For example, if a qualified home buyer expected, notwithstanding the tax credit, federal income tax liability of $5,000 and had tax withholding of $4,000 for the year, then without the tax credit the taxpayer would owe the IRS $1,000 on April 15th. Suppose now that the taxpayer qualified for the $8,000 home buyer tax credit. As a result, the taxpayer would receive a check for $7,000 ($8,000 minus the $1,000 owed). Not bad, right?

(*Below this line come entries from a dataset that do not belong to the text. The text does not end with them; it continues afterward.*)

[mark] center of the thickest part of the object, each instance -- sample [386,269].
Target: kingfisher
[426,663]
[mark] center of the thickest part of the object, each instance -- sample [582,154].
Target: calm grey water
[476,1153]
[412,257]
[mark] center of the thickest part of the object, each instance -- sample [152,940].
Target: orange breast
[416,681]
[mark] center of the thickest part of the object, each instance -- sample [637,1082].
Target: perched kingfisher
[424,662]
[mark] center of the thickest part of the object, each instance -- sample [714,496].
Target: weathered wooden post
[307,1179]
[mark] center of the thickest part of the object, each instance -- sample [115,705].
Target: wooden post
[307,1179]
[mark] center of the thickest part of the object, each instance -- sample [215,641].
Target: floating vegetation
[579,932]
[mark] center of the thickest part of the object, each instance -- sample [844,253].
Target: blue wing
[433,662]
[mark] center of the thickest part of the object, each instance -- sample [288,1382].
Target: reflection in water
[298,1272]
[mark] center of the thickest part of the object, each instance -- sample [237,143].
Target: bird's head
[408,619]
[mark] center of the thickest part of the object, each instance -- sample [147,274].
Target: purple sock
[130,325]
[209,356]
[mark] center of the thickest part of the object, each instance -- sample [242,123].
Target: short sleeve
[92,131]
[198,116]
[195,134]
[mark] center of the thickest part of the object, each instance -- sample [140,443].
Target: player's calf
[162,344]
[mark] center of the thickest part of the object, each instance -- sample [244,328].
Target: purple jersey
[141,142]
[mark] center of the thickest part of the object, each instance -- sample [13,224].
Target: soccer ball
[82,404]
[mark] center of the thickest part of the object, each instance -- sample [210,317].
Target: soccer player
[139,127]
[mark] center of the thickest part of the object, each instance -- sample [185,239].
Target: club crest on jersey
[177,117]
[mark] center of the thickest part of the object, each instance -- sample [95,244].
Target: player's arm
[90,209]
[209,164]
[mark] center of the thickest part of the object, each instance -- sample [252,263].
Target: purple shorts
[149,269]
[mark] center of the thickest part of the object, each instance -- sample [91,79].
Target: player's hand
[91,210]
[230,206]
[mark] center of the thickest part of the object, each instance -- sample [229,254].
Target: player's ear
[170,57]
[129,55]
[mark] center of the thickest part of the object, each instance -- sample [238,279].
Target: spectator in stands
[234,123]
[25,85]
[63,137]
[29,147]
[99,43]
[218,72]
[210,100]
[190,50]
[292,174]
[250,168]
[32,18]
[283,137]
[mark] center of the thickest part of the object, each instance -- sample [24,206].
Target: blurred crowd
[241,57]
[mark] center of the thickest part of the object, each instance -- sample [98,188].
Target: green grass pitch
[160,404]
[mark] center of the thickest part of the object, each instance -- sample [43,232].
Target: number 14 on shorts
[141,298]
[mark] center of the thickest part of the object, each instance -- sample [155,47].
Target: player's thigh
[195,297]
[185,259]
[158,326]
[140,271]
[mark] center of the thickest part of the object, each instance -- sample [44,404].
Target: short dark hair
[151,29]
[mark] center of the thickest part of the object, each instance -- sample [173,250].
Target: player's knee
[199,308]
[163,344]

4. How do I claim the tax credit?

Participating in the tax credit program is easy. You claim the tax credit on your federal income tax return. Specifically, home buyers should complete IRS Form 5405 to determine their tax credit amount, and then claim this amount on Line 69 of their 1040 income tax return. No other applications or forms are required, and no pre-approval is necessary. However, you will want to be sure that you qualify for the credit under the income limits and first-time home buyer tests. Note that you cannot claim the credit on Form 5405 for an intended purchase for some future date; it must be a completed purchase.

5. If I am not a U.S. Citizen, can I still claim the tax credit?

Maybe. Anyone who is not a nonresident alien (as defined by the IRS), who has not owned a principal residence in the previous three years and who meets the income limits test may claim the tax credit for a qualified home purchase. The IRS provides a definition of “nonresident alien” in IRS Publication 519.

Should you have any other questions, the official Federal Housing Tax Credit site provides all the information that you should need to take advantage of this outstanding program. Best of luck!